Firefighters rushing to the scene were, according to historian Jim Wilson, met with a convoy of cars packed full of American women and children frantically trying to get away from what they thought was impending doom.

According to one report one airman dashed from the gates of the base to get a taxi, and told the driver: “Go anywhere, just get away from here!”

A Super Sabre, similar to the aircraft which set on fire on January 16, 1961, with a hydrogen bomb on board. Picture: Mike-tango/Creative Commons.
A Super Sabre, similar to the aircraft which set on fire on January 16, 1961, with a hydrogen bomb on board. Picture: Mike-tango/Creative Commons.

Suffolk was lucky this time, but the incident caused great alarm in the British government, and it was decided it would try and block US authorities from ordering base evacuations because of the concern of causing mass panic in the country.

But what would happen if word got out that its most important ally had, almost, accidentally, made a huge part of the United Kingdom a nuclear wasteland?

Simple: Its policy for decades, if the press ever caught wind of the near miss, was to just deny it.
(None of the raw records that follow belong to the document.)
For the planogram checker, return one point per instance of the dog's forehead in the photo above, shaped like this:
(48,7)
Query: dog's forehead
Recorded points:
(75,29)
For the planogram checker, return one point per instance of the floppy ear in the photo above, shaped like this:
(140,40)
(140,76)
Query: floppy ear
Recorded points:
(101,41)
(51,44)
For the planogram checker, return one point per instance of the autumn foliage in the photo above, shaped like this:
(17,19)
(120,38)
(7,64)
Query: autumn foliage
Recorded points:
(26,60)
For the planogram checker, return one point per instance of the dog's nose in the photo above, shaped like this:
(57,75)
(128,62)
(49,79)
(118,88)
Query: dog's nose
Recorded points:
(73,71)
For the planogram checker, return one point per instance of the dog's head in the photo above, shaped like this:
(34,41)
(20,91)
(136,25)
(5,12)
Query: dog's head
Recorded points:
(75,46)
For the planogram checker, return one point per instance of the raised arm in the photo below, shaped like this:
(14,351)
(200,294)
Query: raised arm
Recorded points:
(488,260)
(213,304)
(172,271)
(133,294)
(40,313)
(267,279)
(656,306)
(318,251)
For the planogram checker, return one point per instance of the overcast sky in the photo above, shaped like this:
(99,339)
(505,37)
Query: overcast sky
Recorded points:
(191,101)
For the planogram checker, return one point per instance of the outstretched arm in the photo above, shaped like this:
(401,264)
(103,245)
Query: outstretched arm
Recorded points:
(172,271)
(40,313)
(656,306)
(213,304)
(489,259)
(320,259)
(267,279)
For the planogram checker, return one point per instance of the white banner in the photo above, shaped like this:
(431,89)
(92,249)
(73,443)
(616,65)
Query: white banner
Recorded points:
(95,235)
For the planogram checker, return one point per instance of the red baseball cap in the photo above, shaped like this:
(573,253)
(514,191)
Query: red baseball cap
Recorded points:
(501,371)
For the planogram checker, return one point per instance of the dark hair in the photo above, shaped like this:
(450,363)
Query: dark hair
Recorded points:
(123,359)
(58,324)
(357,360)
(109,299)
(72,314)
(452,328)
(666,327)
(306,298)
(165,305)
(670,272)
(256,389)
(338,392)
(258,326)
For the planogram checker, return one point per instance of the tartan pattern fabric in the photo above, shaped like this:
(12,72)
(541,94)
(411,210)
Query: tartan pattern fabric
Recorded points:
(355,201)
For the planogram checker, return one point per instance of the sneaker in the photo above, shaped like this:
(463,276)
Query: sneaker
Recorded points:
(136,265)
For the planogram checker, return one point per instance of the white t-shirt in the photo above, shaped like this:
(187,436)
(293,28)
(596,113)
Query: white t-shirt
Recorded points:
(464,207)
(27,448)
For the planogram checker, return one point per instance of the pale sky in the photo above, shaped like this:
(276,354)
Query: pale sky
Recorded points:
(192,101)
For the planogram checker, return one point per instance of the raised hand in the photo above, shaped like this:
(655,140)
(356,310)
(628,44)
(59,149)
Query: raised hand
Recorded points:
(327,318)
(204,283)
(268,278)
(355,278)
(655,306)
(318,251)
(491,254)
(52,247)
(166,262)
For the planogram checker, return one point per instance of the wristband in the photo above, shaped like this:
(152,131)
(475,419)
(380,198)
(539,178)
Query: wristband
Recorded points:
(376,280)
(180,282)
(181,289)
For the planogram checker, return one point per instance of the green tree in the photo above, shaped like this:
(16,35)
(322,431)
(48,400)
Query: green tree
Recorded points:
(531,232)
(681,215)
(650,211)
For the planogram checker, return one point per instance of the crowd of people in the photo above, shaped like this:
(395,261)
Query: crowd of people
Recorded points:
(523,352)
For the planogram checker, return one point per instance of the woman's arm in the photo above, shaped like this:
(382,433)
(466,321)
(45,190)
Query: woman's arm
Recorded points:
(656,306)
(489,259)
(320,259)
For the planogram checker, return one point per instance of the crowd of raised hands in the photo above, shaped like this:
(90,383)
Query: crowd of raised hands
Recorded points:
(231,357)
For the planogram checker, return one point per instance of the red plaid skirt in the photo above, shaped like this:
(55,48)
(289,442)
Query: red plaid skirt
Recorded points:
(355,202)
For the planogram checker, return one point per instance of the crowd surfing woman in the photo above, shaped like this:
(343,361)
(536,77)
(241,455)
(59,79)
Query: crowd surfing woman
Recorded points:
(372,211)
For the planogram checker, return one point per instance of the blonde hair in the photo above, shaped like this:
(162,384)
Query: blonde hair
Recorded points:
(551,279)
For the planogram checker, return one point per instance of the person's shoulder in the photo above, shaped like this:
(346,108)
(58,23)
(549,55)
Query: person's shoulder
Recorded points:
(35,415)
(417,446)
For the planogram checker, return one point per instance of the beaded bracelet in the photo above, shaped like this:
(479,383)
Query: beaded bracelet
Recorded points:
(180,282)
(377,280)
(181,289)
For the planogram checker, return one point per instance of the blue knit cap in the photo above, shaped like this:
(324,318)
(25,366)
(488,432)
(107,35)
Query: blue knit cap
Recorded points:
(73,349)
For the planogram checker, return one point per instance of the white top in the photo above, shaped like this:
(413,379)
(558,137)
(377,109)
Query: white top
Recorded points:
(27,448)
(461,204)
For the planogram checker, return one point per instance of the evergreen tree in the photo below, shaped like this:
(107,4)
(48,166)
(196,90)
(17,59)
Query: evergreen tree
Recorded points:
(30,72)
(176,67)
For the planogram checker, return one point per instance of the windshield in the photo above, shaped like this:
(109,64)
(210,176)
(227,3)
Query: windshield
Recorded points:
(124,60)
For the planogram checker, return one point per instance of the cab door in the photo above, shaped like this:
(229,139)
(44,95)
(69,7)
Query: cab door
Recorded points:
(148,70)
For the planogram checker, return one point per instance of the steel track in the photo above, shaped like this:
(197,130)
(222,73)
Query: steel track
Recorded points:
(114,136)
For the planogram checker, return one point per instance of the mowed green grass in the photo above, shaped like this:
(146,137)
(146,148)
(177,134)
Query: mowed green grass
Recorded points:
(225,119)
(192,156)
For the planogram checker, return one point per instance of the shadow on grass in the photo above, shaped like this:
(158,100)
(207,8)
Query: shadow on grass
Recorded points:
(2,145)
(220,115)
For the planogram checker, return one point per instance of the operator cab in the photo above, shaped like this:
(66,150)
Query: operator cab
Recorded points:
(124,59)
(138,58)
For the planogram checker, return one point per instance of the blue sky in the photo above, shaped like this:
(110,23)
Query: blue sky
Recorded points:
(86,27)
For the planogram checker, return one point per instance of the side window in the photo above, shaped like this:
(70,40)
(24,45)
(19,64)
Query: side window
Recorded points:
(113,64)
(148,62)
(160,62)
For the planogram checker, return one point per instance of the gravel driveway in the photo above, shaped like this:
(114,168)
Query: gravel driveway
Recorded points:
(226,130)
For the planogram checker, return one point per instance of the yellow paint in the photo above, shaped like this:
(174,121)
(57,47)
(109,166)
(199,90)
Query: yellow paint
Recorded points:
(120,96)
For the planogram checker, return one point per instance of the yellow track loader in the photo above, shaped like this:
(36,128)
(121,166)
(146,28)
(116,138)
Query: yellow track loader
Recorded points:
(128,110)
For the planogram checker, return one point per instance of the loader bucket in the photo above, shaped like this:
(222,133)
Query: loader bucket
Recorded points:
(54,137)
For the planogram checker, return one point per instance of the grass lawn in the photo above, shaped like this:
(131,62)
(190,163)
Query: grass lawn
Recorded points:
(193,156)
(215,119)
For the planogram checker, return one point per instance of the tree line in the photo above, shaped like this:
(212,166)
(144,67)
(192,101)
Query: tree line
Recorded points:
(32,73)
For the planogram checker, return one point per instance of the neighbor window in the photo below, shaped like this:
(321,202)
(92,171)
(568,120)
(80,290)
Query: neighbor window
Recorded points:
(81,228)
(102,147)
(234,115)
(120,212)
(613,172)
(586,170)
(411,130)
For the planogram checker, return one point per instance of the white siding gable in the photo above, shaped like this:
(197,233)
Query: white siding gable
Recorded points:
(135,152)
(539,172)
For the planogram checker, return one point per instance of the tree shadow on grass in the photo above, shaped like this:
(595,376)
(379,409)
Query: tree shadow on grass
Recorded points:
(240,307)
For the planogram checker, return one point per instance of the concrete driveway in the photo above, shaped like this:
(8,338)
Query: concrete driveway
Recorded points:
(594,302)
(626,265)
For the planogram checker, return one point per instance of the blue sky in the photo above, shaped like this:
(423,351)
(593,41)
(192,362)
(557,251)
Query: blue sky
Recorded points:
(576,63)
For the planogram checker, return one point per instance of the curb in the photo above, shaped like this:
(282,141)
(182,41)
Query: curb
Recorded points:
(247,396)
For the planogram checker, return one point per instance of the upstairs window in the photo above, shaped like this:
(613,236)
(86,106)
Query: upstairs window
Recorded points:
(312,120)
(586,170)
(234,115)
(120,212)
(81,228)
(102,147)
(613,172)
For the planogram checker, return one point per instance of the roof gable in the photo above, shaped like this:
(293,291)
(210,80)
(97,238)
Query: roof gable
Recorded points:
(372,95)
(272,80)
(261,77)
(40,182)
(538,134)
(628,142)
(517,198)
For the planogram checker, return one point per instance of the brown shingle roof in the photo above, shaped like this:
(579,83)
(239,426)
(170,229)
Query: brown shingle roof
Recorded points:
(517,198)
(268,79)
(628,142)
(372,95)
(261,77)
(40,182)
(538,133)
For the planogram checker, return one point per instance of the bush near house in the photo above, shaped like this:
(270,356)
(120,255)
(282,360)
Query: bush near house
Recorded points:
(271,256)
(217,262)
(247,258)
After the news was broken in the American press in 1979, only then was it acknowledged something happened.

The Mark-28 hydrogen bomb, 4.7 times more powerful than the Little Boy bomb dropped on Hiroshima in the Second World War.
The Mark-28 hydrogen bomb, 4.7 times more powerful than the Little Boy bomb dropped on Hiroshima in the Second World War.

On November 5 that year the US Air Force and the Ministry of Defence would only admit the B-47 did crash.

In fact it took until 1996, some four decades after the near disaster, for the British state to accept the true scale of the accident in public.

But that near miss wasn’t the only one.

The horrific consequences of what could have happened. Pictured is the explosion in Hiroshima, Japan, taken by the airmen in the B-29 which dropped it in 1945. The bombs at RAF Lakenheath were many times more powerful than this.
The horrific consequences of what could have happened. Pictured is the explosion in Hiroshima, Japan, taken by the airmen in the B-29 which dropped it in 1945. The bombs at RAF Lakenheath were many times more powerful than this.

For on January 16, 1961, an F-100 Super Sabre, loaded with a Mark 28 hydrogen bomb caught on fire after the pilot jettisoned his fuel tanks when he switched his engines on.

As they hit the concrete runway the fuel ignited and engulfed the nuclear weapon - a 70 kilotons - and left it “scorched and blistered”.

Suffolk was saved again by the brave work of base firefighters who brought the blaze under control before the bomb’s high explosive detonated or its arming components activated.

Terrifyingly it was later discovered by American engineers that a flaw in the wiring of Mark 28 hydrogen bombs could allow prolonged heat to circumvent the safety mechanisms and trigger a nuclear explosion.

Had it gone, thousands of people would be dead within seconds, and thousands more would have been injured. As with the first incident, as well as the immediate blast, radioactive debris could have fallen in towns as far away as Ipswich and Lowestoft, given the right wind direction, spreading the toxic dust across Suffolk.

Since Clement Attlee ordered the scientists to investigate the creation of a nuclear bomb in August 1945, the British state has known that being a nuclear power comes with risk as well as reward.

It also knew it paid to be part of a nuclear alliance, NATO, and with it came American nuclear bombs and the risk they brought.

Beyond the maths of working out how large the explosion would have been, it is impossible to know the true implications.

RAF Lakenheath was listed as a probable target for Soviet attack according to now released Cold War era documents, and intelligence agencies and war planners expected two 500 kiloton missiles to hit the site if the West was under attack.

Disaster creates uncertainty. Nobody would have known it was an accident within the minutes and hours after a blast, they would have just been dragged into a nuclear bunker and told of a large explosion at an airbase in Suffolk.

Where would that have left a British prime minister, an American president, and the rest of NATO, thinking they have come under attack?

In July 1956, and again in January 1961, those firefighters didn't just save Suffolk … they might have saved the world.